Nephrology (Saint-Petersburg) ◽

10.24884/1561-6274-2018-22-5-9-16 ◽

2018 ◽

Vol 22 (5) ◽

pp. 9-16 ◽

Cited By ~ 3

Author(s):

M. Z. Gasanov

Keyword(s):

Kidney Disease ◽

Muscle Mass ◽

Protein Metabolism ◽

Mammalian Target Of Rapamycin ◽

Healthy Person ◽

Scientific Review ◽

Cytoskeleton Organization ◽

Molecular Aspects ◽

End Stage

In recent decades, the main pathogenetic mechanisms for maintaining muscle mass and strength have been discovered. Most of the scientific papers on the molecular aspects of the pathogenesis of sarcopenia were focused on the Akt-signaling pathway. The subject of the study were people of elderly and senile age, immobilized patients, patients with CKD 1-4 stages, animals.
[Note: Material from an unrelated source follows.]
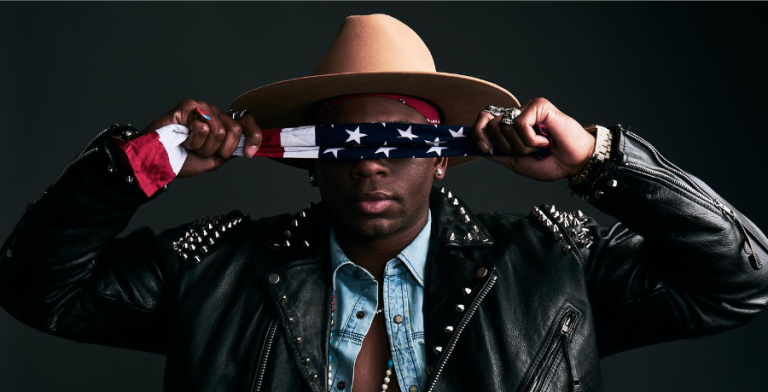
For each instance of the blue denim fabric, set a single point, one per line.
(356, 290)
However, recently more attention has been paid to the role of protein – the mammalian target of rapamycin mTOR. It seems to be a key link in the control of muscle mass and is a promising marker in understanding the mechanisms of the pathogenesis of sarcopenia. Its importance in protein metabolism in patients with end stage kidney disease is not studied and requires further research. The presented scientific review contains information on the role of mTOR and its components – mTORC1 and mTORC2 in maintaining muscle mass and strength in a healthy person and in the formation of sarcopenia in patients with CKD. The general aid of mTORC1 complex is regulation of protein production which is necessary for cell growth and differentiation. mTORC2 complex functions are not enough studied. It is established that it plays important role in such biological processes as cytoskeleton organization, intracellular homeostasis maintaining, so it provides cell resistance and cell survivability in negative external and internal impulses. mTOR protein can be considered as promising molecular marker in diagnostics of protein metabolism early disturbances in patients with CKD and also as additory factor of sarcopenia severity assessment.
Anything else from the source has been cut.